Gai Tihar and Laxmi Puja: Early morning in the third-day Cow (Gai) is worshiped. In Hindu society, the cow signifies prosperity and wealth. In ancient times people got a lot of benefits from the cow. Its milk, dung, even urine was used for purposes like purification. Thus, on this day people show their gratefulness to the cow by garlanding and feeding them with the best grass. Houses are cleaned and the doorways and windows are decorated with garlands made of Saya Patri (marigolds). In the evening Laxmi,(Goddess of wealth) is thanked for all the benefits that were bestowed on the families by lighting oil lamps (Diyo) or candles on doorways and windows to welcome prosperity and well-being. At night the girls enjoy dancing and visiting all the houses in the neighborhood with musical instruments singing and dancing known as Bhailo all night long collecting money as a tip from houses and sharing the bounty amongst themselves.
Goru Tihar: On the fourth day of Tihar, there are different types of pujas, it depending on the people's culture. Mainly ox is worshipped on this day by giving different foods. It is observed as Goru Tihar. Newar communities on the night perform Mha Puja (worship of self). This day is seen as the beginning of the new Nepal Sambat calendar year.

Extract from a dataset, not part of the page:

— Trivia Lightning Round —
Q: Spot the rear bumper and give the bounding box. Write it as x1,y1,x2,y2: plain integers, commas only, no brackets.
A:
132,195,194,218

At night the boys enjoy dancing and visiting all the houses in the neighborhood with musical instruments singing and dancing known as Deusi all night long collecting money as a tip from houses and sharing the bounty amongst themselves.
Bhai Tika: The fifth and last day of Tihar is called Bhai Tika. It is observed by sisters applying "tika" to the foreheads of their brothers to ensure long life and thank them for the protection they provide. It is believed that Yama (God of Death) visited his sister, Goddess Yamuna, on this day she applied the tika on his forehead, garlanded him, and fed him special dishes. That day Yama (God of Death) announced that anyone who received tika from his sister will never die on that day.
The puja follows a traditional ritual in which sisters circle brothers, dripping oil on the floor from a copper pitcher and applying oil to their brother's hair, following which a seven-color tika is applied on the brother's forehead. Next, the brothers give tika to their sisters in the same fashion with an exchange of gifts. Those without a sister or brother join relatives or friends for tika. This festival strengthens the close relationship between brothers and sisters.